Where you live can affect your blood pressure, study suggests
Lack of resources in racially segregated neighborhoods linked to health impact
For black adults, moving out of a racially segregated neighborhood is linked to a drop in blood pressure, according to a new study. The finding adds to growing evidence of an association between a lack of resources in many predominately black neighborhoods and adverse health conditions among their residents, such as diabetes and obesity.
Systolic blood pressure — the pressure in blood vessels when the heart beats — of black adults who left their highly segregated communities decreased just over 1 millimeter of mercury on average, researchers report online May 15 in JAMA Internal Medicine. This decline, though small, could reduce the overall incidence of heart failure and coronary heart disease.

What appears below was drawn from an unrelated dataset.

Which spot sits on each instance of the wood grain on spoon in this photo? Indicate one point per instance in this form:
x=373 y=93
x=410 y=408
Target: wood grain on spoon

“It’s the social conditions, not the segregation itself, that’s driving the relationship between segregation and blood pressure,” says Thomas LaVeist, a medical sociologist at George Washington University in Washington, D.C., who was not involved with the study. “Maybe hypertension is not so much a matter of being genetically predisposed.” That’s important, LaVeist adds, because it means that racial health disparity “can be fixed. It’s not necessarily contained in our DNA; it’s contained in the social DNA.”
Racial segregation can impact a neighborhood’s school quality, employment opportunities or even whether there is a full-service grocery store nearby. Social policies that improve residents’ access to education, employment and fresh foods can “have spillover effects in health,” says Kiarri Kershaw, an epidemiologist at Northwestern University Feinberg School of Medicine in Chicago.
Kershaw and colleagues examined data from a study of how cardiovascular disease progresses in healthy adults, aged 18 to 30, who were recruited from four locations: Chicago, Minneapolis, Oakland, Calif., and Birmingham, Ala. The researchers specifically looked at blood pressure readings for 2,280 black participants, recorded at six points over 25 years, and noted their addresses at the time of each reading. A neighborhood’s designation of high, medium or low racial segregation was based on the percentage of black residents in the neighborhood compared with the larger metropolitan area or county, Kershaw says.
At the start of the study in the mid-1980s, 1,861 participants were living in highly segregated neighborhoods. A temporary move to a less segregated neighborhood, the researchers found, was associated with a 1 millimeter of mercury drop in blood pressure on average.
If the change of address was permanent — as it was for 243 participants — the impact was greater. On average, blood pressure dropped close to 6 millimeters of mercury for those who moved to low-segregation neighborhoods, and nearly 4 millimeters for a move to a medium-segregation neighborhood.
A 2015 study in the Journal of the American Heart Association estimates that a decrease in systolic blood pressure of 1 millimeter of mercury could result in several thousand fewer cases of heart failure, stroke and coronary heart disease annually in the U.S. population of black adults aged 45 to 64, Kershaw says.
Along with other research on racial segregation and health, the findings suggest that policies that improve housing conditions, educational resources and employment opportunities “will have implications for the health of individuals,” LaVeist says. “Social policy is health policy.”